Proc Natl Acad Sci U S A. 1993 Dec 1;90(23):11424-8. doi: 10.1073/pnas.90.23.11424.
The 90-kDa heat shock protein Hsp90 represents a highly conserved strongly expressed gene family; in Saccharomyces cerevisiae, Hsp90 proteins are essential for cell viability. Hsp90 interacts with certain cellular proteins, including steroid hormone receptors, tyrosine and serine/threonine kinases, and other heat shock proteins, but its biological functions are not understood. The unliganded glucocorticoid receptor must interact with Hsp90 to acquire competence for high-affinity hormone binding and subsequent transcriptional regulation. By screening in yeast for defects in glucocorticoid receptor function, Hsp90 mutants were isolated. Four such mutants are described, all of which interact with the glucocorticoid receptor but display distinct defects in ligand responsiveness and differences in growth and resistance to high temperature.

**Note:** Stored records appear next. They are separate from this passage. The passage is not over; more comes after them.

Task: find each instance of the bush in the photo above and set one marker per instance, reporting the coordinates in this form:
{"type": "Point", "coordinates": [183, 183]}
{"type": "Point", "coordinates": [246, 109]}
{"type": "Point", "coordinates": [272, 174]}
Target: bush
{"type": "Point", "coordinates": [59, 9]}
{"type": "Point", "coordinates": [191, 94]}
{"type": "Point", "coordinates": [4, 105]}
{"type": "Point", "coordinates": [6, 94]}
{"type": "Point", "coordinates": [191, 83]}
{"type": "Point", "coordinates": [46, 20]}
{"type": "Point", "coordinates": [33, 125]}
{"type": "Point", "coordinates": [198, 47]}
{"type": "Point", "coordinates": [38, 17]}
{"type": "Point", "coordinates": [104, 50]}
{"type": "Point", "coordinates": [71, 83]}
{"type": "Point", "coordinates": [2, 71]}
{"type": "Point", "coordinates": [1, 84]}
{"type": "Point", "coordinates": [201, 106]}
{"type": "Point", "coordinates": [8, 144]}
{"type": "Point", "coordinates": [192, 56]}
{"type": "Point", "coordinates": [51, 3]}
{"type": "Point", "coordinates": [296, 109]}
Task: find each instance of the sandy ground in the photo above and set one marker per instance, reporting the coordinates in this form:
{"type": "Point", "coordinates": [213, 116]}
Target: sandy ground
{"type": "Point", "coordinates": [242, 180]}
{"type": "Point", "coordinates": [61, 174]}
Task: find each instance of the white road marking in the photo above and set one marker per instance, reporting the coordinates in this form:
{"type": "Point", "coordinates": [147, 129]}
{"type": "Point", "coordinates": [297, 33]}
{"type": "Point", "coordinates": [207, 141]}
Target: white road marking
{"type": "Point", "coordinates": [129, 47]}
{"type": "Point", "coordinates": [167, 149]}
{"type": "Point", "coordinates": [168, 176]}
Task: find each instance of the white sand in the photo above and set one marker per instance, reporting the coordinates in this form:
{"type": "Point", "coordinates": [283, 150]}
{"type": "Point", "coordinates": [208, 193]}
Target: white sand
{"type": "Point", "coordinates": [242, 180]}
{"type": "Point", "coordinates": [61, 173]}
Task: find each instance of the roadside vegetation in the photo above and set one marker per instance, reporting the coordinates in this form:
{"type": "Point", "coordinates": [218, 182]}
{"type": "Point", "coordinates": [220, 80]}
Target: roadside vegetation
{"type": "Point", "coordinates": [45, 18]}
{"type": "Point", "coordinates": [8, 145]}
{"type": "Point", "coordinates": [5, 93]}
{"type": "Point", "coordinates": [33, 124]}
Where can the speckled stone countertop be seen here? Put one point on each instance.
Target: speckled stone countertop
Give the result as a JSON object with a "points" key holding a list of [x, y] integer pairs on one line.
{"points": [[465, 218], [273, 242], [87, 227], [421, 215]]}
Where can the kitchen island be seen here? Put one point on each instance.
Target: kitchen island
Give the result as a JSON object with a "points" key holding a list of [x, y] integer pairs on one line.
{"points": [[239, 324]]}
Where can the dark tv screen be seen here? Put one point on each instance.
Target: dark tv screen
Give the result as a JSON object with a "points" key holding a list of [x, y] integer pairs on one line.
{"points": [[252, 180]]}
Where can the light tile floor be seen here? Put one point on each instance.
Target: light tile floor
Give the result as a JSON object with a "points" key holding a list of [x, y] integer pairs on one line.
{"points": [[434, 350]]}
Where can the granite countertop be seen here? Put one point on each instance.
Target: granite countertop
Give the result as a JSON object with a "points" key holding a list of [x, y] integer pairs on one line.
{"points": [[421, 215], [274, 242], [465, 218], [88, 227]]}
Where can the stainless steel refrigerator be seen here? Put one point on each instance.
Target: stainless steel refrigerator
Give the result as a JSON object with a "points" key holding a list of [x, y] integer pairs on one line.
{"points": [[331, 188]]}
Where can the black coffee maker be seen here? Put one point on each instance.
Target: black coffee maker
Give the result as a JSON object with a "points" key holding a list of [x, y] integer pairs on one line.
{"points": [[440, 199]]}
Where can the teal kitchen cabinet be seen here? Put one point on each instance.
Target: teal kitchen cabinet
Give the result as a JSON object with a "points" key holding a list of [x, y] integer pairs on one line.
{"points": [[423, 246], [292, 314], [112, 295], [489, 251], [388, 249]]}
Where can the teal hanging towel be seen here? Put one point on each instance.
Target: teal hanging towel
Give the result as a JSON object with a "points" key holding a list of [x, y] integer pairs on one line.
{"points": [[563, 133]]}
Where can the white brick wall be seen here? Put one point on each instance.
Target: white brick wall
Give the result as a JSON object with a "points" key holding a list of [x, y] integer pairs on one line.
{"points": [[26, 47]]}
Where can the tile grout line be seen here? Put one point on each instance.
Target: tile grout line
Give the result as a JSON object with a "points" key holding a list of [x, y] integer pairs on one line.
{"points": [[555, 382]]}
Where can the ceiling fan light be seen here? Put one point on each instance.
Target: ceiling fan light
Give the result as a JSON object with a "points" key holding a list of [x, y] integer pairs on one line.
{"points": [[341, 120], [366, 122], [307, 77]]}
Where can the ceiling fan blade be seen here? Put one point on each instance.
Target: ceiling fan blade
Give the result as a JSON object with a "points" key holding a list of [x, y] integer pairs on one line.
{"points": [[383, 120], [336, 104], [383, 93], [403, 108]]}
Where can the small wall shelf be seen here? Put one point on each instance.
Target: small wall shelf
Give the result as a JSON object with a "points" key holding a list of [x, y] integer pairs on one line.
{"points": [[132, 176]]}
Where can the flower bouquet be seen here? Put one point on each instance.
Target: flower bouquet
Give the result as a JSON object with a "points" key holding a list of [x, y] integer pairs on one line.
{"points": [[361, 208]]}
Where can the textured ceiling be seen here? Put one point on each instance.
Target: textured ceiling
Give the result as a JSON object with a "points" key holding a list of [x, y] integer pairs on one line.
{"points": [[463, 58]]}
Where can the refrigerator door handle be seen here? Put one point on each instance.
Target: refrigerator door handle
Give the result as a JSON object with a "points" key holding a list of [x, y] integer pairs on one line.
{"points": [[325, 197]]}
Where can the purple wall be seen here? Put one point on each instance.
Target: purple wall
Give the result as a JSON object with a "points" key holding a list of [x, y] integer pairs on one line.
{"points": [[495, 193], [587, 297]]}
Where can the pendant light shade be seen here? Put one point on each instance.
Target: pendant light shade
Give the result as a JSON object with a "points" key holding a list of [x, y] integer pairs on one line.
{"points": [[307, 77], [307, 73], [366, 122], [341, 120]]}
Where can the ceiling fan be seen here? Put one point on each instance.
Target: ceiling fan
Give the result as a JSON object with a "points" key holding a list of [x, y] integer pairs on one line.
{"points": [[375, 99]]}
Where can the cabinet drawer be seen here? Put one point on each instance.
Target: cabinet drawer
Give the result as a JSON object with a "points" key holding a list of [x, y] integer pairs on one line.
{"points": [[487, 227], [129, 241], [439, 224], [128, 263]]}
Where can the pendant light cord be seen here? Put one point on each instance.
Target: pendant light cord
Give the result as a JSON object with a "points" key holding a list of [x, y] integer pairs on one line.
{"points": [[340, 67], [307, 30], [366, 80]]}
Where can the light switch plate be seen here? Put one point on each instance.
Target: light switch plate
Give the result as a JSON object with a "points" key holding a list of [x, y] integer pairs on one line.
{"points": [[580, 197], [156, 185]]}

90千道尔顿热休克蛋白Hsp90代表一个高度保守且强表达的基因家族;在酿酒酵母中,Hsp90蛋白对细胞活力至关重要。Hsp90与某些细胞蛋白相互作用,包括类固醇激素受体、酪氨酸和丝氨酸/苏氨酸激酶以及其他热休克蛋白,但其生物学功能尚不清楚。未结合配体的糖皮质激素受体必须与Hsp90相互作用,以获得高亲和力激素结合和随后转录调控的能力。通过在酵母中筛选糖皮质激素受体功能缺陷,分离出了Hsp90突变体。描述了四个这样的突变体,它们都与糖皮质激素受体相互作用,但在配体反应性方面表现出明显缺陷,在生长和对高温的抗性方面也存在差异。